The police force is being restructured under the 2003 peace accord. By September 2007, Liberia had exceeded its goal for the number of new recruits, and more than 3,500 had been trained, including 202 women. However, reports of police intimidation and abuse have continued. Crime is on the rise in Monrovia, and the security situation outside of the capital remains tenuous, but the current security forces are lack sufficient arms and funding.
Interethnic relations continue to be strained, since many groups fought one another during the civil war. Animosity exists primarily between the Krahn, Gio, Mano, and Mandingo ethnicities. Tensions between thousands of returning Mandingo refugees and members of the Mano and Gio tribes, who have since taken over their land in the northern county of Nimba, continue to threaten the peace in that region.
The treatment of women varies by ethnic group, religion, and social status. During the civil war, women and girls were often abducted as laborers or for sexual exploitation, while others joined rebel groups or militias to protect themselves. Even after the civil war, many women continue to suffer physical abuse, particularly in the Monrovia area. The local media report at least two rapes of young girls every week, with many more going unreported. The former transitional government strengthened existing rape laws in December 2005; previously, only gang rape had been considered a crime. Nevertheless, the weakness of the judicial system has meant that few rape prosecutions come to fruition. As of 2007, only two convicted rapists have received the maximum life sentence.

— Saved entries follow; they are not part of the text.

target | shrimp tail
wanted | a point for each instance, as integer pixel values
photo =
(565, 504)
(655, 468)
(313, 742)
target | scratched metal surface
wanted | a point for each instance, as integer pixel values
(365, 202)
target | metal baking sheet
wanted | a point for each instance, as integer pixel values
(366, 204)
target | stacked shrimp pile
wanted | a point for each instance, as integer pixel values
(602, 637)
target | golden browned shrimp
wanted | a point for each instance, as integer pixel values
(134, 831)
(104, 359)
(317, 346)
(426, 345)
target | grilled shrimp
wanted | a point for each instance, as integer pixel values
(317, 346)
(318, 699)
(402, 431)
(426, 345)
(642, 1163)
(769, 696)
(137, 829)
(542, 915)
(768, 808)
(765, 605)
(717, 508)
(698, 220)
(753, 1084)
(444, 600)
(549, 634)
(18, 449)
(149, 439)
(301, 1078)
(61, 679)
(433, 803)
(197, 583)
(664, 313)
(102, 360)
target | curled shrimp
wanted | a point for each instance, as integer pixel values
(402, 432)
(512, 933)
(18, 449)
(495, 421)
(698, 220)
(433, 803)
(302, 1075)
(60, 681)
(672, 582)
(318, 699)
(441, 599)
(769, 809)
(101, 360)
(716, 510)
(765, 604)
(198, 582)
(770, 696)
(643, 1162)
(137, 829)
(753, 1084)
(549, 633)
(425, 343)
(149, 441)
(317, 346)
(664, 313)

Many orphanage owners exploit their charges to obtain international donations, particularly from faith-based organizations. In order to inflate their numbers, many take in children whose parents are still alive. Promises of education and income made to the parents often go unfulfilled, and the children are frequently kept in unsanitary conditions and forced into labor. A UN report in 2007 found that 11 out of every 15 Liberian orphanages represented a serious human rights violation. By August, the government had officially recognized the problem and began reuniting thousands of “orphans” with their parents.